The Codex Seraphinianus, whose lurid contents and chimerical language-script were authored by the architect-artist Luigi Serafini, can be considered the modern-day Voynich Manuscript. First published in 1981 in a two-volume limited edition of 5,000 copies (with an introduction by Italo Calvino), the Codex is likely the most famous work published by Ricci’s firm, FMR. Serafini, a reclusive man who hardly gives interviews (much like Ricci), spent the years of 1976-1978 holed up in his Rome apartment drawing and writing almost in a possessed state. Serafini admits that the asemic language that borders and “explains” the illustrations was more the result of a semi-conscious state of automatic writing than an involved linguistic project. The same laws of the unconscious were behind the design of the pictures, which began as absent-minded doodles and grew into a complex series of pictures and diagrams illustrating the history of an alien world whose flora and fauna, symbols and rituals, structures and architectonics are subliminally purloined from our own.

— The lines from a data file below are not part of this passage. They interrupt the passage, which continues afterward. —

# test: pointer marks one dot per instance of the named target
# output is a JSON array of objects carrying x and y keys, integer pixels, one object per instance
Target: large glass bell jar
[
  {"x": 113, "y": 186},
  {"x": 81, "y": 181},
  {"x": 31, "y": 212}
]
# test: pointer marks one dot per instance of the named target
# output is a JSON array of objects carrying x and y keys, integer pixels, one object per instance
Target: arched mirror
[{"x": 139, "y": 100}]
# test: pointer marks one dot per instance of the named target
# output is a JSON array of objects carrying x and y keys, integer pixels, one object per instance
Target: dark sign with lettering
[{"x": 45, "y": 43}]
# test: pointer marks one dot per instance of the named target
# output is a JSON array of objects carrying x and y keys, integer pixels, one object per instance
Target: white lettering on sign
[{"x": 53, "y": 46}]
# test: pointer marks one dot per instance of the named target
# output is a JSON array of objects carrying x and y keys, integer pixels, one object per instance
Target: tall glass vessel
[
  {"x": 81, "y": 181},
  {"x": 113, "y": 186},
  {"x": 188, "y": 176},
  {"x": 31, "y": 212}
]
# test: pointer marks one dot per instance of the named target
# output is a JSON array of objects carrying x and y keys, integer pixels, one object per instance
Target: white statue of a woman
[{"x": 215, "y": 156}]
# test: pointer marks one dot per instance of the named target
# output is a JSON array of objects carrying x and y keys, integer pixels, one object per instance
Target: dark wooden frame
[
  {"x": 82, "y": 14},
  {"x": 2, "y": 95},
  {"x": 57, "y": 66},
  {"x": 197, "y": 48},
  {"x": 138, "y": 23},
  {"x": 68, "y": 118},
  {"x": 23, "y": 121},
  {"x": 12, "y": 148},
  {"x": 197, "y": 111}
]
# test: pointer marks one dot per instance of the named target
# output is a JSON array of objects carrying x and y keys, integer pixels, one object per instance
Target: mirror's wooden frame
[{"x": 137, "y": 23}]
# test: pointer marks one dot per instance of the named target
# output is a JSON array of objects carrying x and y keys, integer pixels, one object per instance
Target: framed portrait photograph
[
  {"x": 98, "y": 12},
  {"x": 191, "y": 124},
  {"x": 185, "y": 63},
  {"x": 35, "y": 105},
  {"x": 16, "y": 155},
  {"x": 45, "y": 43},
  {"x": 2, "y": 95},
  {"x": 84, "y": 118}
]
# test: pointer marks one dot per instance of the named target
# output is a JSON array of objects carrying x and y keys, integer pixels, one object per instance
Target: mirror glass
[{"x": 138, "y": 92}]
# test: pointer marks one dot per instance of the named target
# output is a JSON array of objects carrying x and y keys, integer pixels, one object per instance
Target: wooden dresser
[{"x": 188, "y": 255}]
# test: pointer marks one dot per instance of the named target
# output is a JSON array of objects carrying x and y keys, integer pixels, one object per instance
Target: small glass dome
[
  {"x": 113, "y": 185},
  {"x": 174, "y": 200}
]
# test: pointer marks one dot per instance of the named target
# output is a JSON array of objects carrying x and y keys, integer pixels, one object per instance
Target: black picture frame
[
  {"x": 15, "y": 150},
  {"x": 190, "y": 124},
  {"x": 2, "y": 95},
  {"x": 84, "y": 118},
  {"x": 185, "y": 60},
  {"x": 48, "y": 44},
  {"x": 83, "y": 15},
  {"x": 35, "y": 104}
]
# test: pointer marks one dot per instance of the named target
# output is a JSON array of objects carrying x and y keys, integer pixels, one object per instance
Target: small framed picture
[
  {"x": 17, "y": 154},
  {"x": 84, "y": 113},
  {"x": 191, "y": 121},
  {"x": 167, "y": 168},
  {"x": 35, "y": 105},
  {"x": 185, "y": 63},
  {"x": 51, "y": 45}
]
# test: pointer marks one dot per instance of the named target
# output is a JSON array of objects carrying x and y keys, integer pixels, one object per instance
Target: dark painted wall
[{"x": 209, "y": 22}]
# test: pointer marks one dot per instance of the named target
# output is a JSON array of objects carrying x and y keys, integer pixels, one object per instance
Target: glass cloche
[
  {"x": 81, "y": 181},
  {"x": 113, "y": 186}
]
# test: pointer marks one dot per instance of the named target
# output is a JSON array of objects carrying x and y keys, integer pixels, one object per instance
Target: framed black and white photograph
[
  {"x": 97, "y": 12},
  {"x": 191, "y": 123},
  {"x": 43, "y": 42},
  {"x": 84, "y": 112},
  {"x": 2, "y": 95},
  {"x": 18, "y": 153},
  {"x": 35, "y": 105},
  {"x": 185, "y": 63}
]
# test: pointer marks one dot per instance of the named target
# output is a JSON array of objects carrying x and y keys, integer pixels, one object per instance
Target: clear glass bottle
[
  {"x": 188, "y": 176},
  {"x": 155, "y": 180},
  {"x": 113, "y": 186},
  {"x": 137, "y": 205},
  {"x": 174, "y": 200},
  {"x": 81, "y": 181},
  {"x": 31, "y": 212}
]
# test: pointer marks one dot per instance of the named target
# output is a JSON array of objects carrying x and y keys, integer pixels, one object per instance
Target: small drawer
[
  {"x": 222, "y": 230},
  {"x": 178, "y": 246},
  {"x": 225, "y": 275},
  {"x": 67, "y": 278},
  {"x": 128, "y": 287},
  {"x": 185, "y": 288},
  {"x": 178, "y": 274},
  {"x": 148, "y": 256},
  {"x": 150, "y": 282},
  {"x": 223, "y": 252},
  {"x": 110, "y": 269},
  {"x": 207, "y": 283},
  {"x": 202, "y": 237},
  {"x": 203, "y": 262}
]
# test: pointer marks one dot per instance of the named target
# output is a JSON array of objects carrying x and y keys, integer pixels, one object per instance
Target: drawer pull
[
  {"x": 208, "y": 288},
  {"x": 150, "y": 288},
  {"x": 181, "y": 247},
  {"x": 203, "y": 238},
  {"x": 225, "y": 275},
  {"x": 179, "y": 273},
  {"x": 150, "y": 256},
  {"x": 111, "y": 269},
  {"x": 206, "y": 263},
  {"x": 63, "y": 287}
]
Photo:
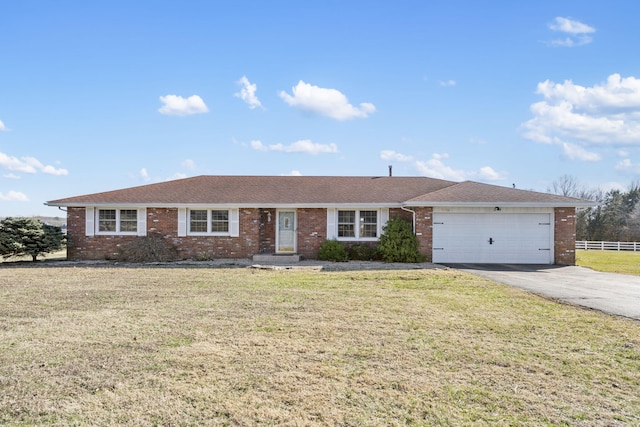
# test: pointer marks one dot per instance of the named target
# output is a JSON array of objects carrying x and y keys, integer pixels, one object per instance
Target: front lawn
[
  {"x": 625, "y": 262},
  {"x": 196, "y": 346}
]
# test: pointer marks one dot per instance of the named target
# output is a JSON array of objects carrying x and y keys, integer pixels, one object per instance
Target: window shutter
[
  {"x": 331, "y": 224},
  {"x": 234, "y": 222},
  {"x": 384, "y": 217},
  {"x": 142, "y": 222},
  {"x": 89, "y": 224},
  {"x": 182, "y": 222}
]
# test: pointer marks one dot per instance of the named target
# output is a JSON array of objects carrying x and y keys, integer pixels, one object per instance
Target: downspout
[{"x": 413, "y": 213}]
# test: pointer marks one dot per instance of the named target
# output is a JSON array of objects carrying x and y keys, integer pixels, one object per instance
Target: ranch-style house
[{"x": 244, "y": 216}]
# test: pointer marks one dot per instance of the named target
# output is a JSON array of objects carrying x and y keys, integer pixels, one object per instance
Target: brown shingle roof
[
  {"x": 263, "y": 190},
  {"x": 315, "y": 190}
]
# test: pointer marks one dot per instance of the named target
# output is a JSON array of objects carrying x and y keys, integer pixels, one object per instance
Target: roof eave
[
  {"x": 224, "y": 205},
  {"x": 501, "y": 204}
]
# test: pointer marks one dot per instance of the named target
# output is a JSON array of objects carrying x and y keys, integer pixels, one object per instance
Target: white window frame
[
  {"x": 230, "y": 222},
  {"x": 93, "y": 221},
  {"x": 379, "y": 224}
]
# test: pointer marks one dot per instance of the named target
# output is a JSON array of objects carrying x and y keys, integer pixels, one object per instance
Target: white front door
[{"x": 286, "y": 233}]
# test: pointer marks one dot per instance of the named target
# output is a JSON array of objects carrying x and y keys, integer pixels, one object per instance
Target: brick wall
[
  {"x": 565, "y": 236},
  {"x": 80, "y": 246},
  {"x": 424, "y": 231},
  {"x": 257, "y": 235},
  {"x": 164, "y": 221},
  {"x": 312, "y": 231}
]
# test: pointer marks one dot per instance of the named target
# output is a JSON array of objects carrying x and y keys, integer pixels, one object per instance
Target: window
[
  {"x": 219, "y": 221},
  {"x": 107, "y": 220},
  {"x": 368, "y": 224},
  {"x": 346, "y": 224},
  {"x": 358, "y": 224},
  {"x": 203, "y": 221},
  {"x": 198, "y": 221},
  {"x": 129, "y": 220},
  {"x": 113, "y": 221}
]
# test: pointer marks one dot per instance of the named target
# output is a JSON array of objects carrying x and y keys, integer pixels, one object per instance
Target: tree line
[{"x": 615, "y": 217}]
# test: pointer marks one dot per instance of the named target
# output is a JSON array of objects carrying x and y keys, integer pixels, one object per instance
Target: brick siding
[
  {"x": 257, "y": 234},
  {"x": 565, "y": 236}
]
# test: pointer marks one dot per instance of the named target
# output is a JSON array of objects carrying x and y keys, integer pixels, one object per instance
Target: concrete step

Justin Taylor — whose 2007 Believer feature article is a good introduction to the curious existence of the Codex — compares his discovery of the book to the events in Borges’ eternally anthologized story, “Tlön, Uqbar, Orbis Tertius.” Taylor’s encounter with the Codex in a college class leads him on a bibliographic detective search for the book’s origins — not to mention failed attempts to prod Serafini for answers — in similar fashion to the narrator’s discovery of an obscure encyclopedia article describing the existence of an imaginary planet named Tlön.

The connection to Borges is unavoidable, indeed, fateful. In fact, Mr. Ricci, an aristocrat of Genoese origin, knew Borges personally and had informed the Argentine of his plan for a veritable labyrinth, larger than any known to history. To which Borges responded, “The world’s largest labyrinth already exists. It is called the desert.”

Franco Maria Ricci’s labyrinth, located in Fontanellato near Parma (where he was born), covers 17.5 acres, making it the largest permanent hedge maze in the world according to the Guinness Book of World Records. (Second, in case you’re wondering, is the Pineapple Garden Maze in Hawaii.) The maze is due to open to the public in 2012 after a visitors’ center is completed. The question remaining is whether it’ll be easier to navigate the Fontanellato maze or unravel the language at the heart of the Codex Seraphinianus. If the maze ends up being no different from the book, it is because (as Calvino describes it in his introduction) they share “in the contiguity and permeability of all the domains of being.”

httpv://www.youtube.com/watch?v=LNCP1ioc_o4

Comments

2 Responses to Codex and the Maze: Labyrinthus Seraphinianus

  1. fran on September 11, 2010 at 6:36 am

    oh. wow. i’m amazed! borges, calvino, labyrinths, imaginary languages and worlds.
    great article, thank you!!

  2. Jose-Luis Moctezuma on September 15, 2010 at 10:17 am

    Thanks Fran. Like your music page too!